While the IRS efforts begun in 1961 to investigate the political activities of tax exempt organizations were not as extensive as later programs in 1969-1973, they were a significant departure by'the IRS from normal enforcement criteria for investigating persons or groups on the basis of information indicating noncompliance. By directing tax audits at individuals and groups solely because of their political beliefs, the Ideological Organizations Audit Project (as the 1961 program was known) established a precedent for a far more elaborate program of targeting "dissidents."Page 94-95:
The Special Service Staff: IRS Targeting of Ideological Groups. In 1969, the IRS established a Special Service Staff to gather intelligence on a category of taxpayers defined essentially by political criteria. The SSS attempted to develop tax cases against the targeted taxpayers and initiated tax fraud investigations against some who would otherwise never have been investigated.
The SSS originated as a result of pressure from the permanent Subcommittee on Investigations of the Senate Committee on Government Operations and from President Nixon, acting through White House assistants Tom Charles Huston and Dr. Arthur Burns.According to the IRS Commissioner's memorandum, Dr. Burns expressed to him the President's concern
over the fact that tax-exempt funds may be supporting activist groups engaged in stimulating riots both on the campus and within our inner cities.
The administration did not supply any facts to support the assertion that such groups were violating tax laws.

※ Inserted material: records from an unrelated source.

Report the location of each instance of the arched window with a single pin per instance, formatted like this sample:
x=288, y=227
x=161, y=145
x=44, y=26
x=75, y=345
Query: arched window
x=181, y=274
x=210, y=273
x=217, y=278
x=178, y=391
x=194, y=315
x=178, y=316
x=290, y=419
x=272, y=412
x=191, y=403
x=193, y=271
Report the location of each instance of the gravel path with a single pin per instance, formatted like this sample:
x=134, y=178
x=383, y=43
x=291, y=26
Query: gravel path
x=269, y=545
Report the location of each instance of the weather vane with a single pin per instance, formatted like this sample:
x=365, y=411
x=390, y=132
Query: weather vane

After the SSS was established, the FBI and the Justice Department's Interdivisional Information Unit (IDIU) became its largest sources of names. An Assistant IRS Commissioner requested the FBI to provide information regarding "various organizations of predominantly dissident or extremist nature and/or people prominently identified within those organizations." The FBI agreed, believing, as one intelligence official put it, that SSS would "deal a blow" to "dissident elements."

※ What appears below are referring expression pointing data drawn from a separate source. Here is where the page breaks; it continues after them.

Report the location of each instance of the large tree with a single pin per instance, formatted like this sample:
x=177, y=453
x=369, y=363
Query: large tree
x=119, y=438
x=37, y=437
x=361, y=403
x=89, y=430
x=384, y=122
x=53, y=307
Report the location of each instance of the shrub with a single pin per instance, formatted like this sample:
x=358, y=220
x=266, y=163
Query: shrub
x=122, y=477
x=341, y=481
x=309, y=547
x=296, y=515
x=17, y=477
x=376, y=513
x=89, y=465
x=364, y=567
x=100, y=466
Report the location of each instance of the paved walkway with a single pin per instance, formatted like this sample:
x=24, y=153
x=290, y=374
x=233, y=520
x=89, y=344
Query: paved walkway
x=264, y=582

Among the material received by SSS from the FBI was a list of 2,300 organizations categorized as "Old Left," "New Left," and "Right Wing." The SSS also received about 10,000 names on IDIU computer printouts. SSS opened files on all these taxpayers, many of whom were later subjected to tax audits and some to tax fraud investigations. There is no reason to believe that the names listed by the FBI or the IDIU were selected on the basis of any probable noncompliance with the tax laws. Rather, these groups and individuals were targeted because of their political and ideological beliefs and activities.